To do this, the new owner plans to completely revamp the restaurants' interior, with new floors, ceilings, tables, chairs and flatware. He wants liquor licenses for all Daphne's locations so they can serve wine and beer. All stores used to have licenses, but some let them lapse because they weren't selling enough. The lighting at Daphne's will dim at night to welcome more dinner customers, and the music will be more contemporary pop, rather than traditional Greek.

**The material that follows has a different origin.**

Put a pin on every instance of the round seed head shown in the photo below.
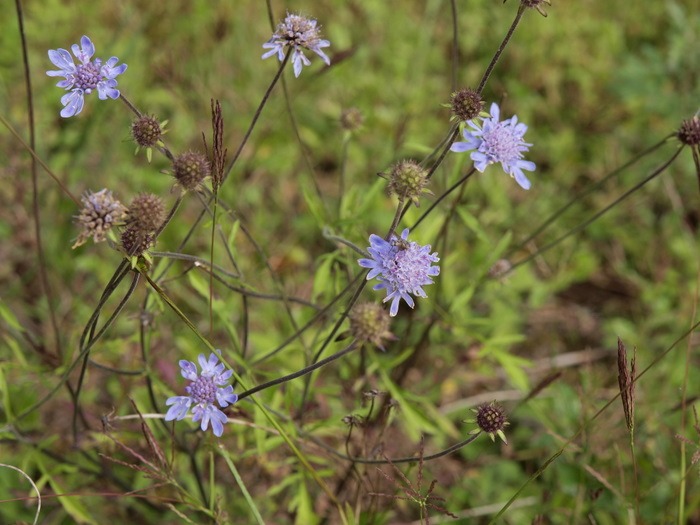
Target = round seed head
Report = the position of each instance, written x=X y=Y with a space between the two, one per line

The company also plans to change Daphne's marketing strategy. The restaurants have relied heavily on attracting customers through coupons. Trefethen said the demographic Daphne's attracts -- more women than men, in the 35- to 55-year-old age group, more educated than not, and web savvy -- doesn't clip coupons. The company plans more community involvement through charitable donations and sponsoring youth sports to attract customers.
There also is a plan to move toward environmentally friendly products, since research has shown Daphne's clients support this.
The food at Daphne's is already a selling point, Trefethen said. It's healthy for a fast casual restaurant, and with a new law requiring calorie counts at California restaurants next year, that becomes more and more important. Trefethen said when people see the calories in a Daphne's grilled chicken kabob versus a burrito at Chipotle, they'll choose the Greek café. The company plans to add items like whole-wheat pita bread for even healthier options.
"Where else can you go for healthy fast food right now, besides Subway?" Trefethen asked.
The food may change a bit, going more generic Mediterranean than strictly Greek. Trefethen said he thinks that as a person of Greek decent, the former owner Katakalidis may have been afraid to change the menu too much. Trefethen doesn't have that problem. Though he said he has reached out to the local Greek community since taking over Daphne's and they have been supportive of revamping the restaurant, even if it means somewhat diminishing its Greek roots.
"It's going to have more of a Southern California infused vibe," he said.
With 59 locations, mostly in San Diego, Orange and Los Angeles counties, it will take some time before the changes are seen in every Daphne's, but Trefethen said he wants to get renovations under way in some places in the early part of the first quarter. He hopes to have everything complete within two years.
Fifteen Daphne's locations were closed after Trefethen took over, but he said they are still saving thousands of jobs by keeping most locations open and, hopefully, revamping them for more success.
Ultimately, Trefethen said he'd like the take the chain nationwide and to a more classic franchising model.
"I've had a lot of interest," he said.